Not just for Valentine’s Day: Neufchatel
That evening, only hours after we had wiped the melon juice off our chins, I was awarded for my perfect instruction to that sublime purveyor of cheeses as I savored the ripened-to-perfection Neufchâtel. No, we’re not talking about American Neufchâtel, a cheese mongrel that you should feel free to use in any recipe that calls for cream cheese if you care that Neufchâtel has less fat than cream cheese. The French Neufchâtel is a heart-shaped cheese from Normandy, and in the home of the Camembert, the Livarot and the Pont-l’Évêque, it is safe to assume that no one gives a damn about the fat content of the cheese, at least not for the reasons that would prompt someone to make said substitution when baking a cheesecake.

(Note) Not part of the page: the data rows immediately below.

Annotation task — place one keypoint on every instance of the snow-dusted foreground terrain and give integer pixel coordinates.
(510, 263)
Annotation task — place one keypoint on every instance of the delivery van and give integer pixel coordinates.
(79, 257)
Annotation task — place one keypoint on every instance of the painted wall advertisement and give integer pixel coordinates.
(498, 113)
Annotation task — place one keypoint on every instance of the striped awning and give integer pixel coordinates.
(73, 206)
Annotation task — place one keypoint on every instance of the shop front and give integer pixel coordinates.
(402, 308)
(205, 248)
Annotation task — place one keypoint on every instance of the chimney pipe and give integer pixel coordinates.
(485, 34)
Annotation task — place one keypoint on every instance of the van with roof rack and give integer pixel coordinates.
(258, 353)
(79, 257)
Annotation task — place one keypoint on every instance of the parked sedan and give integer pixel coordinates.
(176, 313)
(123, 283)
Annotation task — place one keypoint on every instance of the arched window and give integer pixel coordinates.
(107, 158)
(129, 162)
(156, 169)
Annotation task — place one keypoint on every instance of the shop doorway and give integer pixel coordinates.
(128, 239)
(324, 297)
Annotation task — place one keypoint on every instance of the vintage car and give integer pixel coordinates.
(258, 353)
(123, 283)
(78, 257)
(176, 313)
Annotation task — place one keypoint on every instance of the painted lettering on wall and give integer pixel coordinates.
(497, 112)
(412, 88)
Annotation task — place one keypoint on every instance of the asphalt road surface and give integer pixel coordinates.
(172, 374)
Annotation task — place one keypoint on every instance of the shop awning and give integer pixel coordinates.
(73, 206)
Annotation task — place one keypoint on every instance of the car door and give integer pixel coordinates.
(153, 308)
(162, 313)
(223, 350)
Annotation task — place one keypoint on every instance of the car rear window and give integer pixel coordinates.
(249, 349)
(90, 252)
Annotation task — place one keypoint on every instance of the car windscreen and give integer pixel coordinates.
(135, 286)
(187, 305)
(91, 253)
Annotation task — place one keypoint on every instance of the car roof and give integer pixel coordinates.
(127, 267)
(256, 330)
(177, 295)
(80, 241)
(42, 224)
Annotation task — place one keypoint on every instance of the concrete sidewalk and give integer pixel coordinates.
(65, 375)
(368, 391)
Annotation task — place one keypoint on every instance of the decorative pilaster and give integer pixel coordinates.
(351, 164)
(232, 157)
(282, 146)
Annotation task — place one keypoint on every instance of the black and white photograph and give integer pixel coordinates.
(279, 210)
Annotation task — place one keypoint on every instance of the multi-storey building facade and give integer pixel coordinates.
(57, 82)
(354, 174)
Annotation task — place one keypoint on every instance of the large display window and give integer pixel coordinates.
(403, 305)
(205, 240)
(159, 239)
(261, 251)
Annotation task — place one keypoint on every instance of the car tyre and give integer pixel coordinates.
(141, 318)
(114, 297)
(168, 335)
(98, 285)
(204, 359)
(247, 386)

For no good reason whatsoever, the Neufchâtel had been the only one of the great Normand cheeses I had not yet savored. When I did, I exclaimed (in my head, the family doesn’t enjoy exclamations): “Neufchâtel, where have you been all my life?” It is somewhat embarrassing to pretend to know a bit about cheese and to stumble across a well-known cheese that harbors such a revelation, but there it was.

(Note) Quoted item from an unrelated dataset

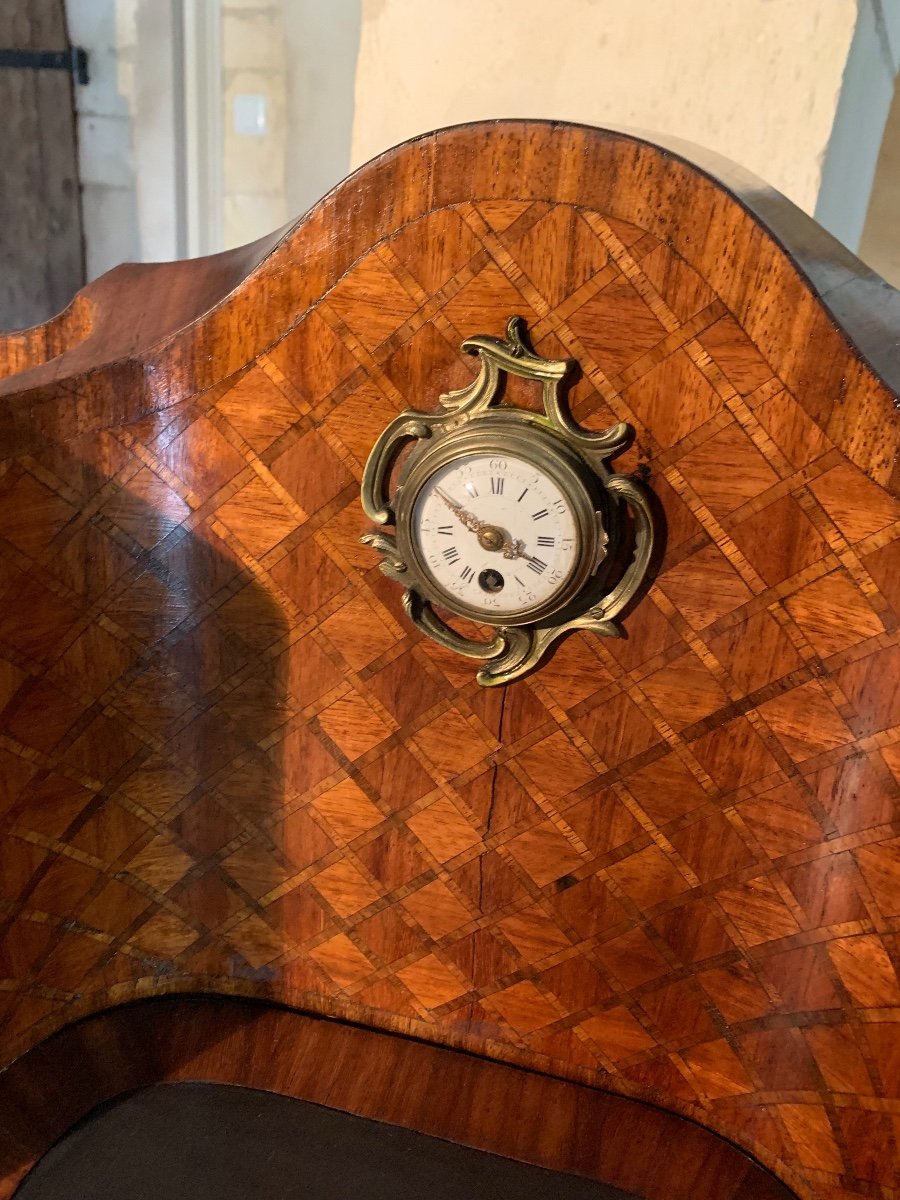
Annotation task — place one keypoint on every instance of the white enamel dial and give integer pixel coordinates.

Neufchâtel is a soft cheese with a bloomy rind and at first sight, you may be forgiven for thinking that some smarmy French marketer dreamed up a heart-shaped Camembert to be in stores just in time for Valentine’s Day. But thankfully, this is not the case. Cheese lore says Neufchâtel has been around since the 6th century, only 300 years after St. Valentine was martyred (His story is so short on details that he received a demotion of sorts in the late sixties, and he’s been a benchwarmer for the Catholic calendar ever since), and centuries before Valentine became associated with heart-shaped boxes of chocolate, poorly written poetry and teenage heart palpitations and angst. More than its shape, it’s Neufchâtel’s flavor that sets it apart from Camembert. The former is saltier and sharper than the latter – think of “Camembert meets old Dutch cheese”- you get a mushroomy bouquet, a whiff of barn, a mouth full of cream….but wait, there is more! There’s that strong spine of saltiness, a hint of sharpness….. And with my taste buds having had their education in the Low Countries, the Neufchâtel is pretty much the best of both worlds for me. The particular specimen I enjoyed was relatively young – the cheese is aged a minimum of 10 days, but it is also sold in a more ripened version, when it is more dark ivory in color and a bit more wrinkly.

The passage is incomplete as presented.